Abstract The cation exchange method has been demonstrated to be efficient in doping Mn 4+ ions into various fluorides to synthesize the red‐emitting LED phosphors. This paper, however, reports the challenge in using this method to dope Mn 4+ into the Na 2 SiF 6 single crystals, to prepare the fluoride phosphor in single‐crystal form, a state‐of‐the‐art study in the white LED lighting field. The millimeter‐sized Na 2 SiF 6 single crystals with a uniform columnar morphology (2–3 mm in length) were successfully grown in solution by a slow cooling process after optimizing the precursors.
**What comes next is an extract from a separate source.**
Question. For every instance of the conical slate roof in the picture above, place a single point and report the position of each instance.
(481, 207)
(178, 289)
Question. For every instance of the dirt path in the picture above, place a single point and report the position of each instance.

Then, the crystals were soaked in the HF solution dissolved with K 2 MnF 6 to implement Mn 4+ ‐doping via the cation exchange process. Evaluation of the Mn 4+ ‐doping behavior reveals that the Mn 4+ ↔ Si 4+ cation exchange is less efficient in the case of single crystal host compared with the polycrystalline powdery ones and by‐reactions also occur which generates new phases. The Na 2 SiF 6 single crystals doped with Mn 4+ exhibit a series of discrete sharp peaks with intense zero phonon line emission at 617 nm under 450 nm blue irradiation. This study may trigger the exploration of new single crystal fluoride phosphor.